Kelly ha publicado este mensaje en X para salir al paso de una
serie de informaciones del ‘New York Times’ y del ‘Washington Post’ que ponían
en tela de juicio la legalidad de la operación. El ‘Centuries’, según fuentes
del diario neoyorquino, pertenece a un comerciante con base en China,
especializado en el traslado de crudo desde Venezuela a las refinerías del
gigante asiático.
Además, el barco tiene bandera panameña, a diferencia del caso
del petrolero ‘Skipper’, abordado por EEUU el 10 de diciembre, que sí había
sido sancionado por el Tesoro y que, además, navegaba con una falsa bandera de
Guyana, como indicaron sus autoridades.
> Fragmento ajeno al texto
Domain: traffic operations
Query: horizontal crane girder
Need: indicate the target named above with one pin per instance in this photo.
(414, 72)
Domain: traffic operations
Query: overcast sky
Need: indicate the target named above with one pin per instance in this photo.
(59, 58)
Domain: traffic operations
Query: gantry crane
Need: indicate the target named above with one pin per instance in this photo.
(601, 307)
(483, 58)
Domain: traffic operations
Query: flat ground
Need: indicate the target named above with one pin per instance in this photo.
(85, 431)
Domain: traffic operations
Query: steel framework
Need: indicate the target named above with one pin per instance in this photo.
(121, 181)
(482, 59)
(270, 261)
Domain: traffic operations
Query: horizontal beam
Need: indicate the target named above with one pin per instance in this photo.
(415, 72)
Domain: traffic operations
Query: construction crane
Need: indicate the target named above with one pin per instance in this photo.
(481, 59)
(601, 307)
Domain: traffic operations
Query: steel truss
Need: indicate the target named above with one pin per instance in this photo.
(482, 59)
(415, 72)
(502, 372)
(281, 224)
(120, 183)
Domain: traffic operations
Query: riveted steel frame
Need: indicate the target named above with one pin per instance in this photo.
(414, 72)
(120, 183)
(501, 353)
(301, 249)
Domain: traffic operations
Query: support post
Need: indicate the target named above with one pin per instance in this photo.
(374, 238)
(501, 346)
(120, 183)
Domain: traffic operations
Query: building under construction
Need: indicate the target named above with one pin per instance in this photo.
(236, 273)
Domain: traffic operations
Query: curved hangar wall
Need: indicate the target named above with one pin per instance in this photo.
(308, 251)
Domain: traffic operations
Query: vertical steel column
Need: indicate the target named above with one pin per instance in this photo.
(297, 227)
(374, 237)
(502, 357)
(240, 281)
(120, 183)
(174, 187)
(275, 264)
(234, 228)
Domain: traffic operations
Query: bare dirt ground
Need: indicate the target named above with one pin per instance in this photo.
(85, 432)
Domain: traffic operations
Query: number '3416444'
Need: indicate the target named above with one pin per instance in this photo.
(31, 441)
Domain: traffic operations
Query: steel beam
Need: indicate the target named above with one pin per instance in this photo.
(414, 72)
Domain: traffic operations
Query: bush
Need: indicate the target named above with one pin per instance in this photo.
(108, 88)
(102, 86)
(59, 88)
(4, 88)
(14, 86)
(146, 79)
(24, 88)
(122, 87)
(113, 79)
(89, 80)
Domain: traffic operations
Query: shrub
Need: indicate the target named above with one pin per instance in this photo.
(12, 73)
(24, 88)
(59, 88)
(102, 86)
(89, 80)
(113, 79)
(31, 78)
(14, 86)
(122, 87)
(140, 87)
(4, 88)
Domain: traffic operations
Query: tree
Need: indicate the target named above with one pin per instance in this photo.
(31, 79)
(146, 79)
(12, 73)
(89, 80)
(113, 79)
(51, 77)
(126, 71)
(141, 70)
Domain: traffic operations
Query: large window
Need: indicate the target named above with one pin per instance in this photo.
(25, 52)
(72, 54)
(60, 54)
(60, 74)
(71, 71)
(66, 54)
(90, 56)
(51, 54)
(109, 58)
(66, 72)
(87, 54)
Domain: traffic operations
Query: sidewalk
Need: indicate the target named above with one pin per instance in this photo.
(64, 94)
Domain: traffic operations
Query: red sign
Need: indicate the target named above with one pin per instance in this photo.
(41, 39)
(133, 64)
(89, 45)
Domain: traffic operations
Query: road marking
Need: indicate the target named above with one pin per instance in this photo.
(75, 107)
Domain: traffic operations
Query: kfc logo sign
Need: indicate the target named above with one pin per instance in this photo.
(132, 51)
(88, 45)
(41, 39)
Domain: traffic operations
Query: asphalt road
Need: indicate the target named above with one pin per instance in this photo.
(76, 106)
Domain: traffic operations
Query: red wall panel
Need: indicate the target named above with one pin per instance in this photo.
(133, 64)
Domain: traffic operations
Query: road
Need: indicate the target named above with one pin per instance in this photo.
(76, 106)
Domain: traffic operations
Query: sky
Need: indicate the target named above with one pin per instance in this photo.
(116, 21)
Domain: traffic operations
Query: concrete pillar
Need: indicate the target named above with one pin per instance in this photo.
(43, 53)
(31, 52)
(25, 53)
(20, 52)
Para terminar de complicar la
situación, fuentes oficiales han confirmado al ‘New York Times’ que los
guardacostas no tenían una orden de registro para entrar en el ‘Centuries’ e
investigar su carga, como sí ocurrió con el ‘Skipper’.
El petrolero transportaba unos dos millones de barriles de crudo
venezolano, según fuentes de la agencia Bloomberg, y su tripulación comprende
unos 40 marineros, la mayoría de nacionalidad china.
Dadas estas circunstancias, fuentes oficiales estadounidense
bajo condición de anonimato han explicado al diario ‘Washington Post’ que el
abordaje de los guardacostas estadounideses está amparado en realidad por una
ley marítima conocida como «derecho de visita», por la que un buque de guerra
puede efectuar una inspección en un navío con solo la mera sospecha de que está
involucrado en actividades ilicitas.
Por todo ello, el Gobierno de Venezuela ha terminado condenando
la incursión directamente como un «robo»
de sus activos y un «secuestro» acompañado
de la «desaparición forzada de su
tripulación, cometidos por efectivos militares de los Estados Unidos de América
en aguas internacionales», reza el comunicado emitido por el Gobierno de
Nicolás Maduro.
Las autoridades venezolanas han calificado de «piratería» esta nueva confiscación que,
a juicio de Caracas, incumple varias normas del Derecho Internacional y supone
una «flagrante comisión» de un «delito».
El Ejecutivo venezolano «ejercerá
todas las acciones correspondientes» para que estos actos no queden «impunes», entre ellas interpondrán una
denuncia ante el Consejo de Seguridad de Naciones Unidas y otros organismos
internacionales.
La Embajada de China en Washington ha explicado a la agencia
Bloomberg que no tiene ninguna información que aportar sobre el abordaje del
‘Centuries’ y se ha limitado a recordar su posición oficial sobre Venezuela.
«Por principio, China se opone firmemente a las sanciones
unilaterales y a esta ‘jurisdicción de brazo largo’, que carecen de fundamento
en el derecho internacional y no están autorizadas por el Consejo de Seguridad
de la ONU», declaró el
portavoz de la embajada, Liu Pengyu.
«Venezuela tiene derecho a buscar una cooperación mutuamente
beneficiosa con otros países según sus propias decisiones», ha añadido.